Some research into more non-conventional commodities and companies exploring and/or producing them could prove fruitful overtime, and if it is not gold and silver I would expect the next speculative wave to come from some of the lesser likes in terms of investor attention.

The diamond sector tends to be a hit and miss affair, as those companies that are successful in exploration are well rewarded with considerable profit margins and market capitalisations to match. The last significant diamond boom in Australia occurred in 1994 with Cambridge Gulf leading the charge of a number of junior hopefuls. There has since been a host of new entrants (producers in South Africa), whilst there has been some active pegging occurring in the Northern Territory in particular, and some new entrants waiting to list on the ASX. The sector as a whole is extremely unpredictable and could well be warming up to another burst of speculative fever. (It has been eight years after all).

The sector tends to be very unpopular with a fair percentage of speculative participants during quiet periods, however once a positive trend is established I would expect this situation to change quickly. Rates highly, however the sector has the ability to provide significant rewards or continue to bitterly disappoint the longer-term holders.

Whilst the oil price recovered strongly from the $11US level, the one ingredient missing in Australia was the major discoveries. Whilst the major producers were greeted with re-ratings, the junior sector failed to spark and as a result there were only a handful of significant discoveries and subsequent share price re-ratings.
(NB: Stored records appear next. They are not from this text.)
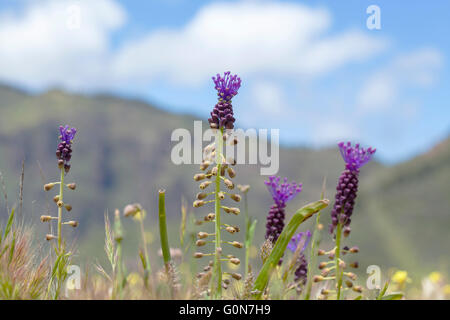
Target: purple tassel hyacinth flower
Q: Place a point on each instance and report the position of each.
(302, 239)
(281, 194)
(227, 87)
(347, 187)
(64, 150)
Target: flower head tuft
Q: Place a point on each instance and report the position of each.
(227, 86)
(64, 150)
(355, 157)
(67, 134)
(284, 191)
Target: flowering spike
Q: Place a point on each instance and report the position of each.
(227, 87)
(64, 150)
(281, 194)
(355, 157)
(302, 237)
(284, 192)
(347, 188)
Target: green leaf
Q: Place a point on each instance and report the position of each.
(163, 227)
(383, 291)
(280, 246)
(9, 224)
(393, 296)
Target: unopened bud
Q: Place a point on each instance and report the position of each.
(204, 165)
(317, 278)
(325, 272)
(347, 231)
(228, 183)
(72, 186)
(46, 218)
(204, 185)
(201, 195)
(357, 289)
(231, 161)
(231, 172)
(49, 186)
(325, 292)
(73, 224)
(230, 230)
(237, 244)
(236, 276)
(198, 203)
(351, 275)
(243, 188)
(354, 250)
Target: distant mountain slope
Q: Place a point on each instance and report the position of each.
(122, 155)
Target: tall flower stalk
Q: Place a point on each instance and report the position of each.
(64, 155)
(346, 191)
(282, 192)
(222, 121)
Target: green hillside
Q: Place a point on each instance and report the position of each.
(122, 155)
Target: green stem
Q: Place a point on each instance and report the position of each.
(60, 208)
(144, 244)
(336, 261)
(313, 258)
(247, 235)
(163, 228)
(216, 288)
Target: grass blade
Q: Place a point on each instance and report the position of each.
(163, 227)
(280, 246)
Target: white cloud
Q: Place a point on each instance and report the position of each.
(49, 43)
(417, 69)
(38, 49)
(249, 37)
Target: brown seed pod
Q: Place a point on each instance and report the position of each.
(202, 235)
(72, 186)
(46, 218)
(204, 185)
(49, 186)
(199, 176)
(235, 197)
(201, 195)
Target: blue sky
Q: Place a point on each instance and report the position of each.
(310, 68)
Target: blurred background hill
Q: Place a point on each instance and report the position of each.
(122, 155)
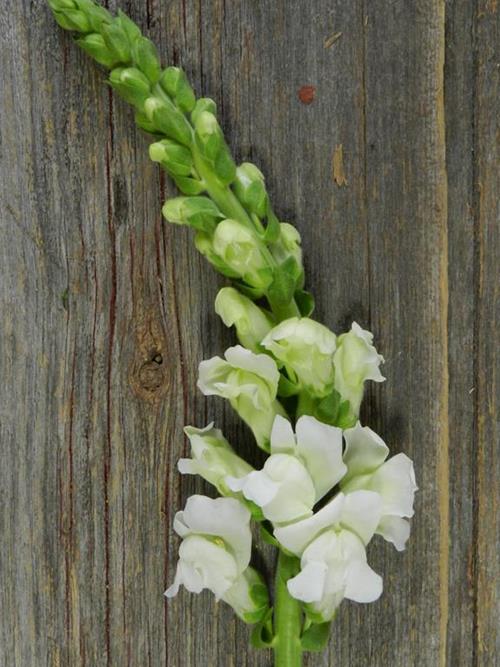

The current Middle East tension could well have a more immediate impact, however with the US economy struggling for momentum a high oil price would certainly not be on the agenda.

The speculative fever in the energy sector could well be related to more regional discoveries as opposed to the sector enjoying a broader based rally.

Whilst Eddy Murphy in "Trading Places" had great joy out of orange juice it would be hard to see a widespread boom engulfing the sector, unless of course there are new medical applications (dietary included), and everyone rushes to purchase the products, which provide financial windfalls to the manufacturers. There has been considerable interest in the cocoa market, and some apprehension as to whether or not the price of a "mars bar" would increase as a result.

Both of these have literally had bull markets to rival a "life sentence". Major bull market simply to not begin with P/E's in excess of 20X, and for many precious metals bugs it is a case of 'wake me up when they are sub 10".

There is an old saying that "The best investments are the ones the majority do not own", and this is certainly relevant to speculative investment as not everyone can become wealthy beyond their wildest imagination in a market "bubble". There always exist the potential for breakthroughs in medicine and technology, significant mineral discoveries and also the potential for derivatives disasters and attempts to corner certain markets. Stock market speculation is high risk/high reward, and for many the major obstacle is keeping the faith despite lengthy time periods between rallies, and price trends that tend to defy all fundamental reasoning. My rankings in order for the next speculative wave, will differ greatly from others, however a key theme that should remain constant is investing in quality companies and importantly people that will prosper in any market condition.

  1. Silver
  2. Gold
  3. Diamonds
  4. Platinum Group Metals
  5. Miscellaneous and Titanium Minerals
  6. Commodities (base metals)
  7. Oil and Energy
  8. Biotech and Healthcare
  9. Soft Commodities
  10. Technology Stocks
  11. Dow and S&P

According to the Talmud you should keep one-third of your assets each in land, business interests, and gold.